Outra voz, fundamental a compressão do enunciado como ato irrepetível, histórico e concreto, é a do sobredestinatário. Este se distingue do destinatário suposto, uma vez que libera o texto de sua temporalidade, podendo ser lido e ser reconstruído a qualquer tempo.

O destinatário suposto faz ouvir a voz do contexto de origem do texto; ele faz que um texto seja sempre um texto de seu tempo e de seu meio. O sobredestinatário, ao contrário, libera o texto das limitações de seu contexto, projetando-o naquilo que Bakhtin nomeia grande temporalidade: um tempo futuro, desconhecido e imprevisível em que o texto poderá ser acolhido e, ao mesmo tempo, reconstruído de outro modo. (AMORIM, 2002, s.p, grifo nosso)

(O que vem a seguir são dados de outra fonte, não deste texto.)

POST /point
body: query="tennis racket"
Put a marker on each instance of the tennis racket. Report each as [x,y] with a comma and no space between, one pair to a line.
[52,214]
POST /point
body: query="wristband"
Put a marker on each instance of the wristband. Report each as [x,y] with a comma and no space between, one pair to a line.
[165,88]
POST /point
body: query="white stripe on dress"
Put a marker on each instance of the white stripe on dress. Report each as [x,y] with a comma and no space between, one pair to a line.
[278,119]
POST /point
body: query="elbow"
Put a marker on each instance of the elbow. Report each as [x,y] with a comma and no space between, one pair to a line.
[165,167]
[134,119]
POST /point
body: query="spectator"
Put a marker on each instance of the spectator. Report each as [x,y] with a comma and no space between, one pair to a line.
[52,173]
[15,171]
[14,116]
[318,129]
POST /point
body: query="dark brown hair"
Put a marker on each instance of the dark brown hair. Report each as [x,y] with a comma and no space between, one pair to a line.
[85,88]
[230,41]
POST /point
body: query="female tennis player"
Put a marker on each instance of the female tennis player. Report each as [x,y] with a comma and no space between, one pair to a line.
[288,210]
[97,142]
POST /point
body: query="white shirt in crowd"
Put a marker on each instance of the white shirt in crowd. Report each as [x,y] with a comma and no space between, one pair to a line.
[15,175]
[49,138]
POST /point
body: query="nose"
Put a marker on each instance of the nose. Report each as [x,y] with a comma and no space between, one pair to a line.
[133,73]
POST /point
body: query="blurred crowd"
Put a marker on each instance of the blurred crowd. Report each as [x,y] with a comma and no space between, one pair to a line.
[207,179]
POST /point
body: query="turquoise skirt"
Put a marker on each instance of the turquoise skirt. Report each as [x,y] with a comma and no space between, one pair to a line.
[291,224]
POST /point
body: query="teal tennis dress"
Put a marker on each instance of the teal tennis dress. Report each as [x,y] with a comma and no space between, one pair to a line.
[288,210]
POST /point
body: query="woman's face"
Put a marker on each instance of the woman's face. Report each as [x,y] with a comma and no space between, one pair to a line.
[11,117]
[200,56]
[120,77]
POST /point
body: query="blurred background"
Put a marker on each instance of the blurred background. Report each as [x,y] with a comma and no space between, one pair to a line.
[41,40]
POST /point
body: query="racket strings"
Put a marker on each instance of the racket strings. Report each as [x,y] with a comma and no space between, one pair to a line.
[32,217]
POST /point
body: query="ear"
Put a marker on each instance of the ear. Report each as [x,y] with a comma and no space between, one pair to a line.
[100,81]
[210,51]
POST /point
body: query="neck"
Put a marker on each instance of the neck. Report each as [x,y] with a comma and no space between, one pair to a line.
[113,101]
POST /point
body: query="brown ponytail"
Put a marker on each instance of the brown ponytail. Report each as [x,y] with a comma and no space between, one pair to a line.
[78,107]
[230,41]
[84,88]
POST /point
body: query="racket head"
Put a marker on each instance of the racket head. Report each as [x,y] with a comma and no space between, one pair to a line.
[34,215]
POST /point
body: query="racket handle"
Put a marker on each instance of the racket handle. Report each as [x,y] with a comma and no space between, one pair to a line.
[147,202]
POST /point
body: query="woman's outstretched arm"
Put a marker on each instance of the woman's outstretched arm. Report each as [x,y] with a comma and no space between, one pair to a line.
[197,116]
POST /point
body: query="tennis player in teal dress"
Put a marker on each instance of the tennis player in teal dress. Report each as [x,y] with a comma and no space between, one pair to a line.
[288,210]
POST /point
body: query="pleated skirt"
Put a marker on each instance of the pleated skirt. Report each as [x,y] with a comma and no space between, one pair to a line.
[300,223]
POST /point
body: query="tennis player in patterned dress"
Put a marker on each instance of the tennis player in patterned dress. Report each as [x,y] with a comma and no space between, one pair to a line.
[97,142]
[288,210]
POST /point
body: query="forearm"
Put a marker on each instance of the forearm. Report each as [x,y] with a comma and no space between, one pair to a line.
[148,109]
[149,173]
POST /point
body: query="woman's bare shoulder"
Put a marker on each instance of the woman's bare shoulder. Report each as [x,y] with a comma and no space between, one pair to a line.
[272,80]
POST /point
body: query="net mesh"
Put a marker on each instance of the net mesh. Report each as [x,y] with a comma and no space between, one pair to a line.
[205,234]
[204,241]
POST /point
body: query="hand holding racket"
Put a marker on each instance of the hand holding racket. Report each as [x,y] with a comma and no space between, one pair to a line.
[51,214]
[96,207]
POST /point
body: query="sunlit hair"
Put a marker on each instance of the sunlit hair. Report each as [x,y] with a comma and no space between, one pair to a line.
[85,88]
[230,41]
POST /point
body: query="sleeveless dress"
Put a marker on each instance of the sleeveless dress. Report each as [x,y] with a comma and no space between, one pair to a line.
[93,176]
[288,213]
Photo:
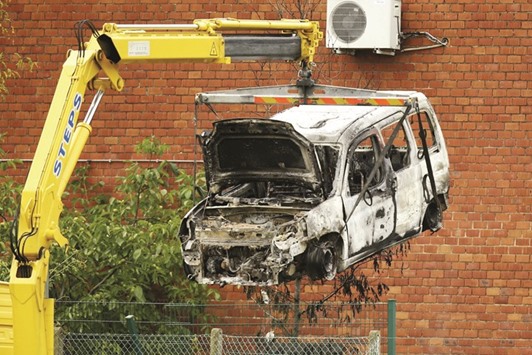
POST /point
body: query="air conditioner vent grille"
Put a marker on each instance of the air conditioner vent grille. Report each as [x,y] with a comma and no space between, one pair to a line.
[348,21]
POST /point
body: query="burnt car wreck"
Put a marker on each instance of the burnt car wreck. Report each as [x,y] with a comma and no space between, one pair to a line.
[314,190]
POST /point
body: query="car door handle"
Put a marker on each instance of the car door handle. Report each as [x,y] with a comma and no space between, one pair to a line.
[394,184]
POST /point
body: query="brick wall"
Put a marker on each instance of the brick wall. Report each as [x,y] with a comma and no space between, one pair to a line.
[466,289]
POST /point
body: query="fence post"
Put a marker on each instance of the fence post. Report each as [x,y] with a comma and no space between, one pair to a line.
[134,331]
[216,341]
[374,342]
[392,309]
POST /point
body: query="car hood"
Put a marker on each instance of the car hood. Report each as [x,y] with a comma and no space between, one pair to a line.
[248,150]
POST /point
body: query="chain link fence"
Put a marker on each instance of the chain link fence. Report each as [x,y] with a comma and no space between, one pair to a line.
[222,329]
[213,344]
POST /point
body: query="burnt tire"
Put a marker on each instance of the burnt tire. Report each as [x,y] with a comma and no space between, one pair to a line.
[433,218]
[321,262]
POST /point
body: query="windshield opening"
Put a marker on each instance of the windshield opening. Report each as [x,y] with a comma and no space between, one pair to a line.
[259,154]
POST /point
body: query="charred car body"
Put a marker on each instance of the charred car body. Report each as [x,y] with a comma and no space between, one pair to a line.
[314,190]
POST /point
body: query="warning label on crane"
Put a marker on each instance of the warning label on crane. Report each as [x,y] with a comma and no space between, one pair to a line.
[214,50]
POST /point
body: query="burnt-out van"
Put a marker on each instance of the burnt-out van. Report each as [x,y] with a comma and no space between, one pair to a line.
[315,189]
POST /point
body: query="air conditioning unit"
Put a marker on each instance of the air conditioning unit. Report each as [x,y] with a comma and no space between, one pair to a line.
[363,24]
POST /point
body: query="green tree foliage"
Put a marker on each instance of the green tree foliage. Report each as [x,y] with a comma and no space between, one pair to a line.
[123,247]
[10,63]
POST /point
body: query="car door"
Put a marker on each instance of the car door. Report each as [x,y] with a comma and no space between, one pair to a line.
[369,217]
[407,187]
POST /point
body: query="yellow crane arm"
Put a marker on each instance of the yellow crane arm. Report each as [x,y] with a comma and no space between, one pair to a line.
[94,65]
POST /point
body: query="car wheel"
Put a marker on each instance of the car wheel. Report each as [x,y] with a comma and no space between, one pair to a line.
[321,262]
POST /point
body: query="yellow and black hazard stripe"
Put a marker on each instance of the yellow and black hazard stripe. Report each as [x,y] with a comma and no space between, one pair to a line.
[384,101]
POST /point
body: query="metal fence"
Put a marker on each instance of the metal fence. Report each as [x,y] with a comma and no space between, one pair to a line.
[213,344]
[224,329]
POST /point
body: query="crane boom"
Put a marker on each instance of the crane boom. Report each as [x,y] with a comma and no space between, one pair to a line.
[94,65]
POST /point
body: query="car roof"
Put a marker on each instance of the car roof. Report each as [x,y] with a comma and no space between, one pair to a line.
[334,123]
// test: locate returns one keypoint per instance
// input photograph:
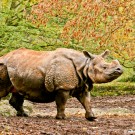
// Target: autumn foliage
(92, 24)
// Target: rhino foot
(91, 118)
(62, 116)
(23, 114)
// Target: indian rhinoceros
(47, 76)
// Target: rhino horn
(89, 55)
(105, 53)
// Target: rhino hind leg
(61, 99)
(84, 99)
(16, 101)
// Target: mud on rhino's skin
(49, 76)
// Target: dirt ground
(115, 116)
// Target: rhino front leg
(84, 99)
(61, 99)
(17, 102)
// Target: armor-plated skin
(49, 76)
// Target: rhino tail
(49, 79)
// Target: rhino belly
(42, 96)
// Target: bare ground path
(116, 116)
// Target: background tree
(93, 25)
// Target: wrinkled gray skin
(45, 77)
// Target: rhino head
(99, 71)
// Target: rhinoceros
(47, 76)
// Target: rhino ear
(105, 53)
(89, 55)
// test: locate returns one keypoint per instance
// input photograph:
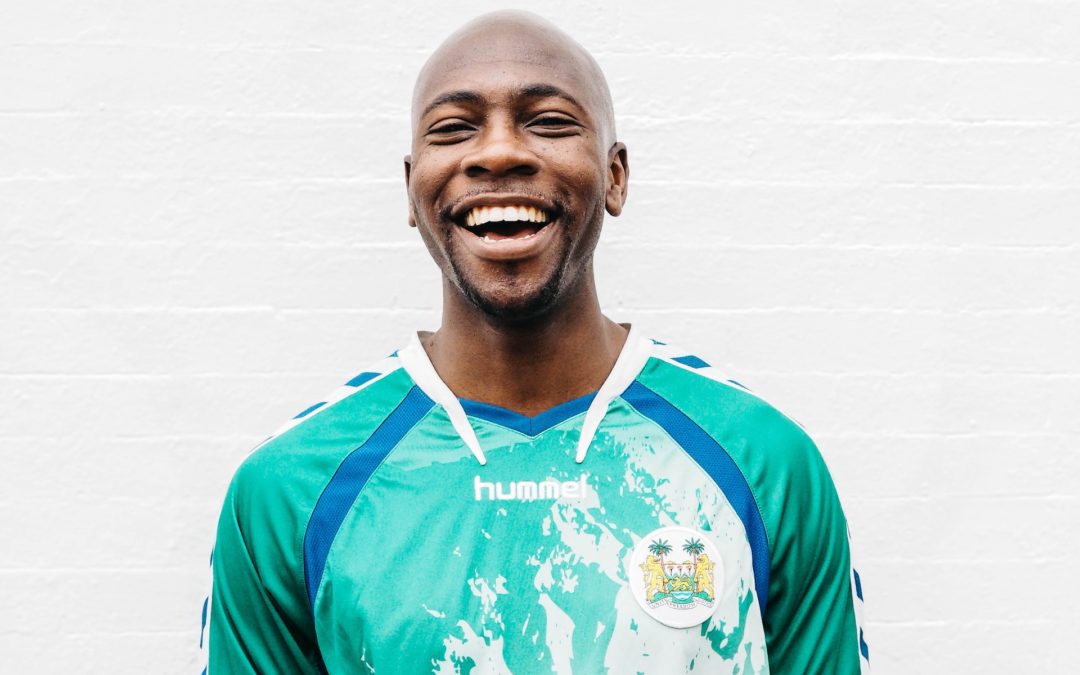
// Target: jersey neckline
(633, 358)
(523, 423)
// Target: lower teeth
(508, 239)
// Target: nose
(500, 151)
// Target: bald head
(515, 37)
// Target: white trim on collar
(635, 353)
(418, 365)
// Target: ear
(408, 172)
(618, 177)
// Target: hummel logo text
(529, 490)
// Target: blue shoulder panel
(717, 463)
(522, 423)
(349, 480)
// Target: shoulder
(725, 407)
(295, 461)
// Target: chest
(535, 563)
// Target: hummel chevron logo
(529, 490)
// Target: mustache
(518, 191)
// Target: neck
(527, 367)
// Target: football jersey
(670, 522)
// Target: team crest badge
(674, 574)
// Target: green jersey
(670, 522)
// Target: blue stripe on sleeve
(349, 480)
(717, 463)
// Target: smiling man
(532, 487)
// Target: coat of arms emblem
(673, 575)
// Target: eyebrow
(529, 91)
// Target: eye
(450, 131)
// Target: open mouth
(495, 224)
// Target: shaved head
(515, 36)
(513, 165)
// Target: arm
(258, 617)
(811, 620)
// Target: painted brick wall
(867, 212)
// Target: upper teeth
(480, 215)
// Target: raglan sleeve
(257, 619)
(812, 619)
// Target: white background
(867, 212)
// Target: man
(532, 487)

Nesse sentido, o enunciado será reconstruído a partir dos dizeres de cada momento, liberando-o do contexto imediato em que acontece a dada enunciação, reiterando a ideia de irrepetível, um a vez que cada ocorrência será uma nova ocorrência, com novos valores e intenções. Histórico, sendo localizado [mas não delimitado] por um momento na história, e concreto, ligado a sujeitos que existem e que tem algo a dizer, mesmo que esse dizer seja aparentemente, uma repetição de algo anteriormente dito.

Ainda em Amorim (2002), encontraremos a distinção entre as vozes do locutor e a voz do autor. Bakhtin destaca que, mesmo para os textos autobiográficos ou na forma de diários, a distinção deve ser feita. Ainda destaca que "A identidade absoluta de meu eu com o eu de que falo é tão impossível quanto tentar suspender-se pelos

próprios cabelos!". Esse trecho não afirma, segunda a autora, que não se possa ouvir a voz do autor no texto, ela não está no lugar em que se acredita que esteja. Essa voz não está naquilo que relata o locutor, por mais sincero que ele possa ser. O locutor é sempre uma construção, um personagem, uma máscara criada a fim de dirigir-se a alguém.

O locutor é sempre um personagem, enquanto a voz do autor está em todo lugar e em nenhum lugar em particular. Mais precisamente, ela pode ser ouvida ali, no ponto crucial de encontro entre a forma e o conteúdo do texto Quando se analisa um texto e se consegue identificar a relação necessária entre o que é dito e o como se diz, pode-se dizer que se encontrou a instância do autor . ((AMORIM, 2002, sp)

Com isso, podemos compreender que o trabalho [árduo] de compreender os ditos de um dado texto, perpassa a ideia de compreender o que o enunciador diz e as formas que ele escolhe dizer. Quais palavras ele seleciona, quais informações ele deixa de revelar. Podemos depreender que as práticas de leitura e escrita propostas na escola, no lugar de contemplar a forma a ser seguida, precisa estabelecer que a interlocução denota sempre escolhas e caminhos, variados tão quanto sejam as intenções de cada enunciador.